Stöhr W, Paulides M, Bielack S, Jürgens H, Treuner J, Rossi R, Langer T, Beck J D
Department of Pediatric Oncology, LESS center, University Hospital for Children and Adolescents, Erlangen, Germany.
Pediatr Blood Cancer. 2007 Apr;48(4):447-52. doi: 10.1002/pbc.20858.
Ifosfamide is widely used in paediatric oncology, but its use is limited by nephrotoxic side effects. The aim of this study was to evaluate the incidence and risk factors of tubulopathy, with special emphasis on the influence of age, where different findings have been published so far.
Five hundred ninety three children and adolescents treated for Ewing, osteo- or soft-tissue sarcoma (median age at diagnosis: 11.7 years) were prospectively investigated for nephrotoxicity in the Late Effects Surveillance System (LESS) study. Tubulopathy was diagnosed in case of continuing hypophosphatemia and proteinuria.
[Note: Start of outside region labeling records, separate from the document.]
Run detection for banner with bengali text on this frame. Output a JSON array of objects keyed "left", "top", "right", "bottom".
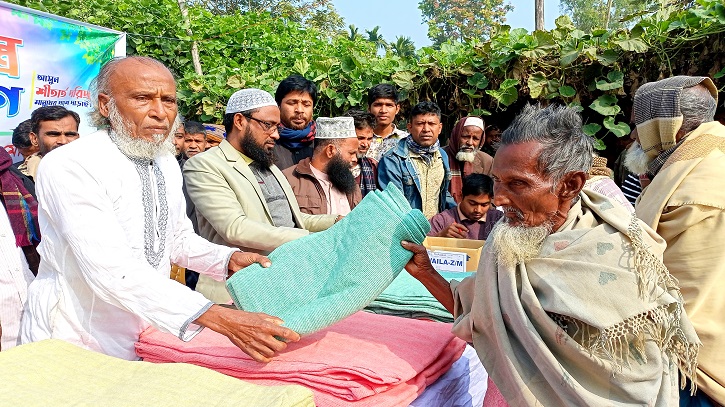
[{"left": 0, "top": 1, "right": 126, "bottom": 161}]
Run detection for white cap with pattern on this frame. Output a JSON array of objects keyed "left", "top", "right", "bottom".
[
  {"left": 226, "top": 88, "right": 277, "bottom": 114},
  {"left": 315, "top": 117, "right": 357, "bottom": 139}
]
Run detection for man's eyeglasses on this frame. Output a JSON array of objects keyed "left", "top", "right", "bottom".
[{"left": 244, "top": 115, "right": 277, "bottom": 134}]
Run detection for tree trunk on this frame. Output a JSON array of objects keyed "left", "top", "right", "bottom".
[
  {"left": 177, "top": 0, "right": 204, "bottom": 75},
  {"left": 534, "top": 0, "right": 544, "bottom": 31}
]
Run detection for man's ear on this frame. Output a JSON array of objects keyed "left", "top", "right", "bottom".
[
  {"left": 234, "top": 113, "right": 248, "bottom": 134},
  {"left": 325, "top": 144, "right": 337, "bottom": 159},
  {"left": 558, "top": 171, "right": 587, "bottom": 200},
  {"left": 98, "top": 93, "right": 111, "bottom": 117}
]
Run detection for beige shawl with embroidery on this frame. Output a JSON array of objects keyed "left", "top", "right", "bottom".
[
  {"left": 452, "top": 191, "right": 698, "bottom": 406},
  {"left": 636, "top": 122, "right": 725, "bottom": 404}
]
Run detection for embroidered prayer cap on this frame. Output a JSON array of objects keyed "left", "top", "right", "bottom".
[
  {"left": 225, "top": 88, "right": 277, "bottom": 114},
  {"left": 633, "top": 76, "right": 717, "bottom": 158},
  {"left": 463, "top": 117, "right": 485, "bottom": 130},
  {"left": 315, "top": 117, "right": 357, "bottom": 139},
  {"left": 204, "top": 124, "right": 227, "bottom": 142}
]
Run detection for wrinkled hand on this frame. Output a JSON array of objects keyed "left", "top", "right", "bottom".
[
  {"left": 227, "top": 252, "right": 272, "bottom": 277},
  {"left": 400, "top": 240, "right": 437, "bottom": 279},
  {"left": 196, "top": 305, "right": 300, "bottom": 363},
  {"left": 438, "top": 222, "right": 468, "bottom": 239}
]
After a median follow up of 19 months, 27 patients (4.6%; 95% CI: 3.0-6.6%) had newly developed tubulopathy. This incidence was 0.4% (95% CI: 0-2.4%) in patients treated with a cumulative ifosfamide dose of < or =24 g/m2, 6.5% (95% CI: 3.6-10.7%) after 24-60 g/m2, and 8.0% (95% CI: 4.2-13.6%) after > or = 60 g/m2. In multivariate analysis, children younger than 4 years at time of diagnosis had an 8.7-fold (95% CI: 3.5-21.8) higher risk for tubulopathy than older patients. Neither carboplatin treatment nor abdominal irradiation showed any significant influence.
Ifosfamide-induced nephrotoxicity was found in 4.6% of patients. Risk factors were the cumulative ifosfamide dose and young age at treatment.
异环磷酰胺广泛应用于儿童肿瘤学,但因其肾毒性副作用限制了其使用。本研究旨在评估肾小管病变的发生率及危险因素,特别强调年龄的影响,目前已有不同的研究结果发表。
在晚期效应监测系统(LESS)研究中,对593例接受尤因肉瘤、骨肉瘤或软组织肉瘤治疗的儿童和青少年(诊断时中位年龄:11.7岁)进行了肾毒性的前瞻性调查。若出现持续性低磷血症和蛋白尿,则诊断为肾小管病变。
中位随访19个月后,27例患者(4.6%;95%置信区间:3.0 - 6.6%)新发生肾小管病变。累积异环磷酰胺剂量≤24 g/m²的患者中,这一发生率为0.4%(95%置信区间:0 - 2.4%);24 - 60 g/m²后为6.5%(95%置信区间:3.6 - 10.7%);≥60 g/m²后为8.0%(95%置信区间:4.2 - 13.6%)。多因素分析显示,诊断时年龄小于4岁的儿童发生肾小管病变的风险比年长患者高8.7倍(95%置信区间:3.5 - 21.8)。卡铂治疗和腹部放疗均未显示出任何显著影响。
4.6%的患者出现了异环磷酰胺诱导的肾毒性。危险因素为异环磷酰胺的累积剂量和治疗时年龄较小。